After Ernest impressed upon him the seriousness of their situation, after he gave Mr. Haxonbury a potted history of the Greyshirts, MI6, and China that he’d never asked for and wanted to forget – stopping only for a moment to wonder if Reggie and Reggie’s boys knew all of this – he cast about for something to do.
The room lacked any sort of book, and besides, Mr. Haxonbury was not a great reader. He liked figures providing they could be doctored, and he liked the pictures on the rare occasion that the ruddy Government would consent to a picture house being opened of a Saturday evening, and he lived and died by the serials on the wireless even if they were mostly Improving rather than Entertaining. Nothing of that sort was available here, and his nerves would simply not allow him to take a constitutional in the middle of the bloody countryside.
Ernest appeared to be asleep. Mr. Haxonbury could hardly fault him for it: he still looked like the grim spectre of death and the meal they had eaten had been unexpectedly rich. These country people could get their hands on all sorts of extras, Mr. Haxonbury thought. There really ought be some sort of scheme set up so that the luxuries passing through London – certainly those passing through his warehouse and Reggie’s unmarked cars – could be exchanged for the kind of extras housewives in the city were crying out for: eggs, meat, milk that wasn’t two thirds white paint…
He took out his notebook and added this to the location of the chemist where he had bought more aspirins for Ernest.
The morphine, he realised, would run out soon. He’d thought there was more of it. Not that it seemed to be doing much good: the doses ought to have been knocking Ernest for six, giving him a little peace, and instead they barely seemed to take the edge off. He’d contemplated popping the odd dose into Mrs. Haxonbury occasionally, to calm her down, but the last thing he needed was a dope fiend for a wife. She was bad enough already.
The thought of Mrs. Haxonbury sent a small current through him. Extended holiday or not, she would be back home soon. Words would be had. Julietta – Julietta, he thought with sudden relish, hated Mrs. Haxonbury even more than she hated him. She wouldn’t implicate herself in the acceptance of a condemned man into their home. She did not know where Mr. Haxonbury had gone. Mrs. Haxonbury could – he suppressed a sudden, elated chuckle – whistle for it.
He patted his moustache and put away his notebook. Maybe he exaggerated the risk to himself. After all, Ernest was a capable man. He had survived a dozen years in the SinoSoviet Alliance.
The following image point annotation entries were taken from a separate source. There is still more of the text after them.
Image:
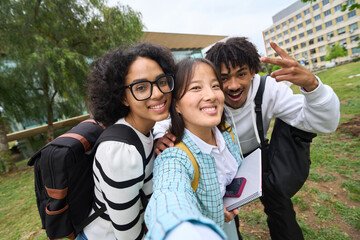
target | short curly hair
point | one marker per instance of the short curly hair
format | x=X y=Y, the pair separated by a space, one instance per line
x=238 y=51
x=105 y=82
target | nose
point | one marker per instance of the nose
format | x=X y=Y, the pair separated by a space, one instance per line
x=156 y=93
x=232 y=84
x=209 y=93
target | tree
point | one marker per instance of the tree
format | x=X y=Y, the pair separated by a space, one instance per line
x=350 y=6
x=46 y=48
x=335 y=52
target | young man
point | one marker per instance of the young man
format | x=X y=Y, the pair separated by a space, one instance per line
x=316 y=109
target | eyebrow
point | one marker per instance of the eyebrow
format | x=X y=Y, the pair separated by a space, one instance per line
x=147 y=80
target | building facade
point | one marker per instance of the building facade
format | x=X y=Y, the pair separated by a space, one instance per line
x=307 y=30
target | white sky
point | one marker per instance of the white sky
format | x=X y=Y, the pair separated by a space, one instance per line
x=214 y=17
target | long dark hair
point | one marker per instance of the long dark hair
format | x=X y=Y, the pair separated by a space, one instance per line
x=184 y=71
x=105 y=82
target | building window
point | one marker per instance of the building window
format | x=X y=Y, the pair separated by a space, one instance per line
x=352 y=14
x=318 y=28
x=339 y=19
x=315 y=7
x=353 y=27
x=328 y=24
x=354 y=38
x=338 y=8
x=342 y=42
x=327 y=13
x=341 y=30
x=329 y=35
x=355 y=50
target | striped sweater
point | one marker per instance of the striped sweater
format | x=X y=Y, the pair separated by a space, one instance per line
x=119 y=176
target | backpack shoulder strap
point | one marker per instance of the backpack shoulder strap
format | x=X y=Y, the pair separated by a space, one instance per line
x=229 y=129
x=121 y=133
x=258 y=103
x=195 y=182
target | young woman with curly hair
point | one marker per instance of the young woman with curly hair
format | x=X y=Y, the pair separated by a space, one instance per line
x=130 y=87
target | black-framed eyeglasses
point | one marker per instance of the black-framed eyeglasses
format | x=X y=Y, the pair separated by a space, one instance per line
x=142 y=89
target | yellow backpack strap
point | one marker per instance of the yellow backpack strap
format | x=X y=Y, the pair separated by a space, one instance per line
x=228 y=128
x=195 y=182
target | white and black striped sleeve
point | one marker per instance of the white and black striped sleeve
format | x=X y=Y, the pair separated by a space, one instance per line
x=119 y=173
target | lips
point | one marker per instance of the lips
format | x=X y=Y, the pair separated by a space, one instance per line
x=158 y=107
x=209 y=109
x=235 y=96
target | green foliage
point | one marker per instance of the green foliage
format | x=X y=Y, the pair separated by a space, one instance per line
x=46 y=48
x=335 y=52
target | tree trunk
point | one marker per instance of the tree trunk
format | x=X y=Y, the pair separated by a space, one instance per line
x=5 y=157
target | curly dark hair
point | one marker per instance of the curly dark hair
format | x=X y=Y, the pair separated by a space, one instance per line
x=184 y=71
x=238 y=51
x=105 y=82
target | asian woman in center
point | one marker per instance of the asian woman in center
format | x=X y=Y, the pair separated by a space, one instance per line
x=177 y=209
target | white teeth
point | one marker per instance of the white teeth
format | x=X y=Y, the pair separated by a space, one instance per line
x=158 y=106
x=208 y=109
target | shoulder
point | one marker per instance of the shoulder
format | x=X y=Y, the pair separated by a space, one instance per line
x=118 y=155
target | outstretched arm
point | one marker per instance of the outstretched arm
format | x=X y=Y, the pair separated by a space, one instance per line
x=291 y=70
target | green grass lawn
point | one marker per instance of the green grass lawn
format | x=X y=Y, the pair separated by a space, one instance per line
x=328 y=205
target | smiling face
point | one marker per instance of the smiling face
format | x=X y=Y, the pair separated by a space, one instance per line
x=202 y=105
x=144 y=114
x=236 y=83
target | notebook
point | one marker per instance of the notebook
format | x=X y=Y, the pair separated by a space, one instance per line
x=250 y=169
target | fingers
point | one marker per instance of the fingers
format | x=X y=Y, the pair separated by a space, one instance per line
x=281 y=52
x=164 y=142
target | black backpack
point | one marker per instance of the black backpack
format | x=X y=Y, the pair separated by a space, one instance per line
x=64 y=184
x=286 y=159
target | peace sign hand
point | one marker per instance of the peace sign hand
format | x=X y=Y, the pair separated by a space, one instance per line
x=291 y=70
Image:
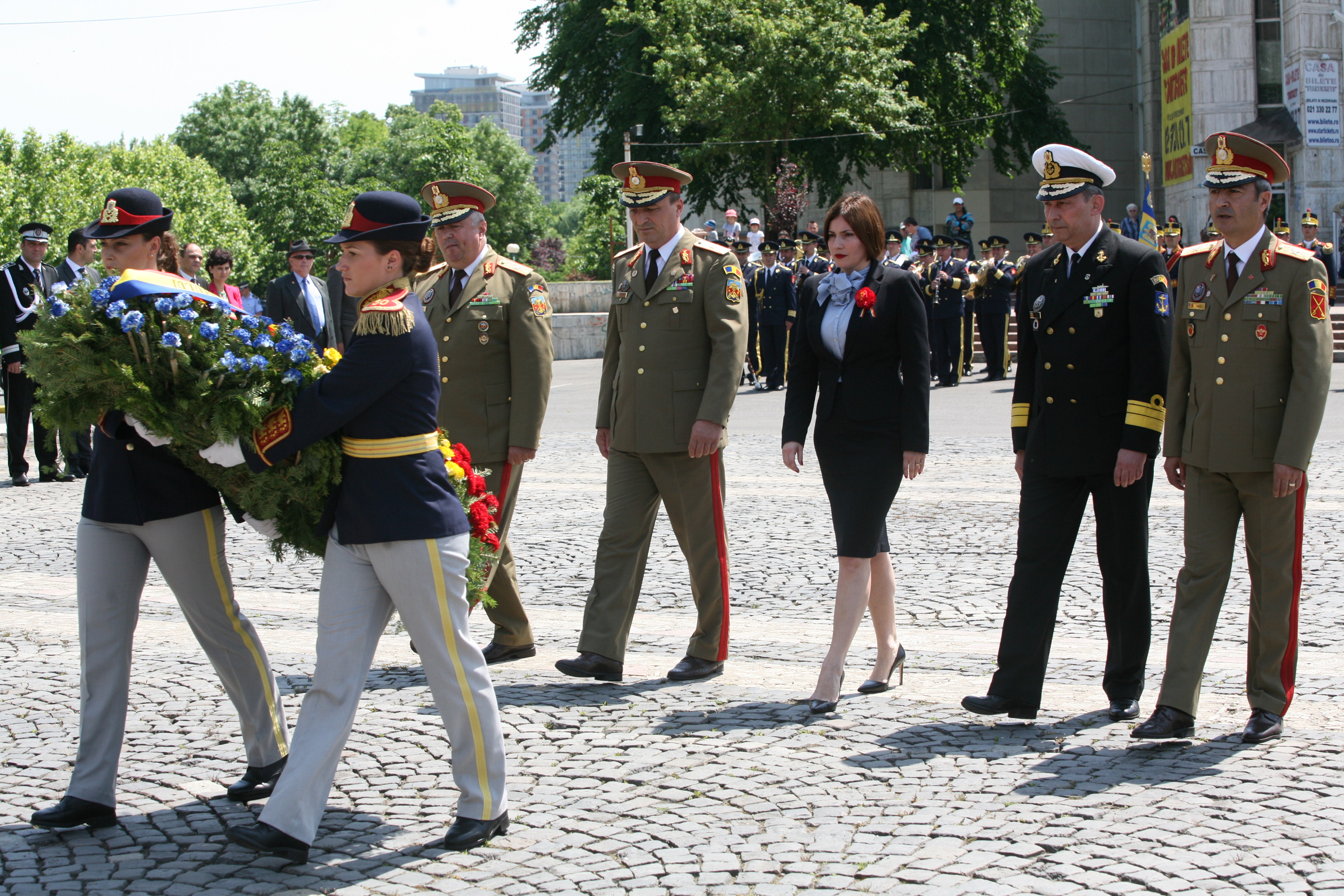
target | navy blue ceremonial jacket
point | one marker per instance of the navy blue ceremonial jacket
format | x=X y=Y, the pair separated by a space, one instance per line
x=384 y=387
x=135 y=483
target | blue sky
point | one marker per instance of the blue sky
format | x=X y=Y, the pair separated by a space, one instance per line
x=135 y=78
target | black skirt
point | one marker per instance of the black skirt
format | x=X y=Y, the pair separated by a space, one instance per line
x=862 y=464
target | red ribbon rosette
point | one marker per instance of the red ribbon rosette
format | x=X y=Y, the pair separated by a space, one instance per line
x=866 y=299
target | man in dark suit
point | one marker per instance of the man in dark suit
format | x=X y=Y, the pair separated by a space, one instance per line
x=303 y=299
x=81 y=252
x=773 y=292
x=1088 y=412
x=25 y=283
x=945 y=284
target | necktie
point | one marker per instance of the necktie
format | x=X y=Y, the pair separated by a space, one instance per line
x=652 y=274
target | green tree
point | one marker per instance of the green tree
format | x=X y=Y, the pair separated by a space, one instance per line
x=232 y=127
x=62 y=182
x=506 y=170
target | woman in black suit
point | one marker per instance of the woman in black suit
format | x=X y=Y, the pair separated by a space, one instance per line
x=865 y=347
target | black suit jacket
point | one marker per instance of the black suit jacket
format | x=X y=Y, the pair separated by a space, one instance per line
x=885 y=364
x=286 y=301
x=1090 y=385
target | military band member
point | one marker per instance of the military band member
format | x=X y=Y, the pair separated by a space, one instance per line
x=142 y=504
x=945 y=283
x=1086 y=417
x=670 y=374
x=397 y=539
x=773 y=289
x=1249 y=377
x=25 y=283
x=491 y=319
x=1324 y=252
x=998 y=280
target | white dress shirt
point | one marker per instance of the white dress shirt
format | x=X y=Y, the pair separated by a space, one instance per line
x=1245 y=252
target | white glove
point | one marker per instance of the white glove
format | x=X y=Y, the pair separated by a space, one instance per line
x=146 y=434
x=224 y=453
x=265 y=527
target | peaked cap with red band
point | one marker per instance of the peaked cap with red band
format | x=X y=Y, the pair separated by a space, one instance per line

He knew The Ropes.
Reggie would probably be impressed by him.
Mr. Haxonbury glanced at Ernest, with shadows lengthening in the pools beneath his eyes, and sleeping breaths as ragged as a milkman’s nag on the verge of becoming cats’ meat: Reggie might stretch to being impressed, Mr. Haxonbury corrected, if he was feeling generous. He wondered what Mrs. Turner would have said had it been his half-brother who’d showed up in dark of night with an injured man.